To some, server log analysis may seem like an archaic SEO practice, more at home in a development studio than as part of a digital marketing campaign. However, if you are not analysing server logs for your clients or brand then you are missing a pretty significant trick.
As the more technically proficient of you at BrightonSEO will already know, analysing the raw logs from your server is the perfect way of finding out exactly how your website is being crawled. In fact, server log files are the only 100% trustworthy source you have, and these obviously give you a wealth of information about all search engine activity, not just Google.
There is a plethora of other search engine crawlers, web scrapers, spiders and bots that attempt to crawl your website every day and these demand in-depth analysis by you and your SEO team.
Admittedly, server logs can be somewhat intimidating to those new to the world of technical SEO or who simply aren’t comfortable sifting through masses of data in endless text files. Thankfully, and such is the importance of pragmatic server log analysis, there is now a wealth of affordable tools available. These display all the meaningful information you need so you can transform it into actionable technical SEO insight.
Indeed, if you have international clients then Google may not be the only search engine you need to consider when it comes to your web traffic – your server logs will tell you everything you need to know about which spiders are gaining access to your server and exactly what they are finding.
It is important to point out that server log analysis will not give you all the information you will find in suites such as Google Search Console or Bing Webmaster Tools.
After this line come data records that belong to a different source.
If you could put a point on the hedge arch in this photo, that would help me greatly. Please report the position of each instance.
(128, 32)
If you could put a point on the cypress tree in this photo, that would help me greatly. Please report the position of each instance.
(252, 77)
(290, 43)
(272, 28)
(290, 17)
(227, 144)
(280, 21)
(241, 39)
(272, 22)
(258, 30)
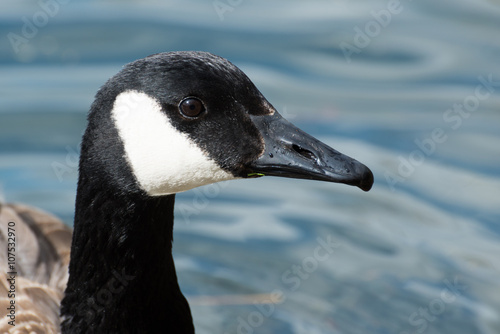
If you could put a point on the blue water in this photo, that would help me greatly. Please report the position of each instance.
(419, 253)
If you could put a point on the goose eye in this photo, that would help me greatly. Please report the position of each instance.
(191, 107)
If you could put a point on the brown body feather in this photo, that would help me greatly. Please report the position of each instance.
(42, 249)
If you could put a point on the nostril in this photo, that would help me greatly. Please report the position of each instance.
(305, 153)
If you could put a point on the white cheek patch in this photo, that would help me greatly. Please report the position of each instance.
(163, 159)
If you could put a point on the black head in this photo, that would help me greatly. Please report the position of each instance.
(185, 119)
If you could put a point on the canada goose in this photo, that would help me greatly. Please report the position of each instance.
(164, 124)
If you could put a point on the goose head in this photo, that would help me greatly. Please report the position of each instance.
(187, 119)
(166, 124)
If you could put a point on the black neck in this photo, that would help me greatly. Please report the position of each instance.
(122, 275)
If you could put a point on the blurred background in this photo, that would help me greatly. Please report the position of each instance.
(410, 88)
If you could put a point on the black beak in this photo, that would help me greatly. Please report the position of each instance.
(290, 152)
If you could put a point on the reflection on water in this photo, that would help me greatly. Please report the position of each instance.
(416, 99)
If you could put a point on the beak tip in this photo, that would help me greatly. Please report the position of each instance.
(366, 180)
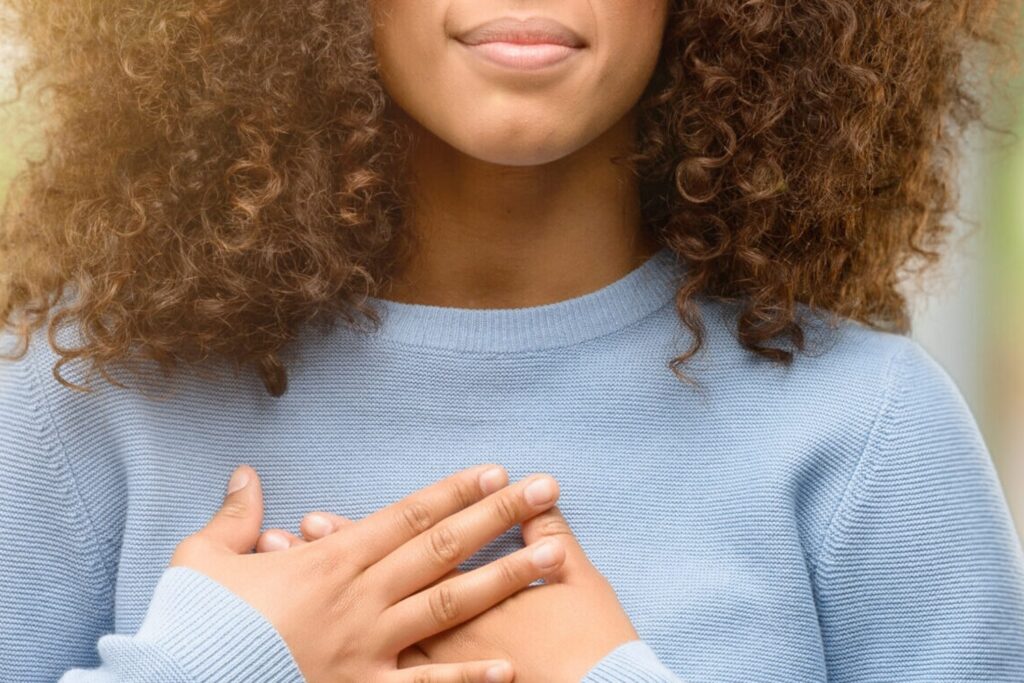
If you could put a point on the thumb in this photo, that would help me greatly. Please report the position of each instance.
(236, 525)
(551, 524)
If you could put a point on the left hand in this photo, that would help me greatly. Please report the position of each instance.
(551, 633)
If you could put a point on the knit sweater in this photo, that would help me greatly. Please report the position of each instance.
(838, 518)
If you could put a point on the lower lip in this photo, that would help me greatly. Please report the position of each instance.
(522, 55)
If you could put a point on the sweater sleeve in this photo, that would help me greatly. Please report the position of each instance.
(920, 575)
(56, 609)
(633, 662)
However, when it comes to crawlability the information is far more comprehensive and more up to date.
So, what should you be looking for when analysing your all-important server log files?
The most common mistake I see when individuals start doing their server log analysis is obsessing purely over crawl errors and the implementation of hundreds and thousands of redirects. Now, this is a very valid practice and one that intelligent server log analysis can aid significantly, but it really just scratches the surface of what you can achieve. These raw log files give you so much more data, so don’t just leave it there!
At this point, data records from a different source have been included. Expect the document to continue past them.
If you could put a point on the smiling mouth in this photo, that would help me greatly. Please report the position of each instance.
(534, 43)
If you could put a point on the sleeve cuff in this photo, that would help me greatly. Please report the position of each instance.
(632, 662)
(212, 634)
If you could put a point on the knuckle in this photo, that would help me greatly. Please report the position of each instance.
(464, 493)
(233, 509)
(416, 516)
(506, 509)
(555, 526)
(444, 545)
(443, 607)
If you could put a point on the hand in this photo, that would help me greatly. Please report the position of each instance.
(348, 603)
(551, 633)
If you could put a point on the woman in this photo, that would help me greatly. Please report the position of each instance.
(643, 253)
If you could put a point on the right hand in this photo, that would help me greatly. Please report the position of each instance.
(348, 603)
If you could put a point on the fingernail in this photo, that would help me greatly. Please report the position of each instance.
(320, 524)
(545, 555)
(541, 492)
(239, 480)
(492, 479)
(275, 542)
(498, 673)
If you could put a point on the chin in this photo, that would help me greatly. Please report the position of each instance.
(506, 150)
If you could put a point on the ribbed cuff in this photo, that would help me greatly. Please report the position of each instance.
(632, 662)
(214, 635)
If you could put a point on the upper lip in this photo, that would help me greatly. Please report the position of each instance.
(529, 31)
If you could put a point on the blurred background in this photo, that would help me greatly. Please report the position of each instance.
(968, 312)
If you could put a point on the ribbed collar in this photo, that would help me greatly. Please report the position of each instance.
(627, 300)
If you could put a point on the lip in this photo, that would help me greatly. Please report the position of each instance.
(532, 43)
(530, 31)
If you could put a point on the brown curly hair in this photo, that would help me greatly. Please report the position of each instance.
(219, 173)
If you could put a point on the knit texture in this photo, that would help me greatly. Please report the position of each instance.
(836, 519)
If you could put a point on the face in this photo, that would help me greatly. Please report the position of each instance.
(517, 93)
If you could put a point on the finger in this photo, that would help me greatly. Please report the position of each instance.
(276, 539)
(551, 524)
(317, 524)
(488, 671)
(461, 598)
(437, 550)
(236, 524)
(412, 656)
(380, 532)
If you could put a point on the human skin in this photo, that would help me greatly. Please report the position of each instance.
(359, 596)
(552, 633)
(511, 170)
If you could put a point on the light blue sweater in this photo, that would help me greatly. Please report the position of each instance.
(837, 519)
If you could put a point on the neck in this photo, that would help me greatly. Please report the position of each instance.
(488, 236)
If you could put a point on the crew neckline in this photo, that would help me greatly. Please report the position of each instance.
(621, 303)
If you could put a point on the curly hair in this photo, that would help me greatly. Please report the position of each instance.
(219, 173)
Indeed, it may be far more prudent to look at how you can stop these crawl errors from occurring in the first place, negating the need for mass 301 redirects.
Ever the scourge of the SEO, spambots are a pain. Not only do they skew your referrals and analytics, they can also take up valuable resources and are, basically, just downright annoying. Intricate server log analysis can help you identify the culprits and help block them using your website’s HTACCESS file or equivalent.
By taking a good look at the user agents gaining access to your server, you can ensure that the search engines you are most concerned with are getting the right access and, if they aren’t, you can investigate possible reasons why. This is also another good opportunity to ensure that these various user agents are accessing the areas of the site that you want them to.
What are your top crawled pages, are they the URLs that are the most important to your users? If not, then there could be some serious technical issues that need resolving.
You could then look at the differences between these most-crawled pages, their HTML attributes and their scripts to see what the trends are. This can also be a good way of determining whether your site architecture is as strong as it should be.
The information you retrieve from your server logs can often be a lot more useful than the staggered and limited information you can get from Google Search Console. Take a look at your crawl rate by bots as the various trends you see here will tell you a lot about how your website has been optimised for the various search engines.
Despite the much-debated announcement by Google, that 301 redirects do pass maximum link equity, you can do some very useful analysis of these by looking at your server logs. Whether or not John Mueller’s statement is true or not, having endless redirects is not an ideal use of crawl budget so should be refined as much as possible.
You can also see what temporary (302 & 307) redirects you have in place and decide, alongside your technical team, if these are absolutely necessary and if they should even be crawled in the first place.
This is just a snapshot of what is possible through intelligent server log analysis, but hopefully gives you a good indication of the power of these files and how you can use them to boost search performance.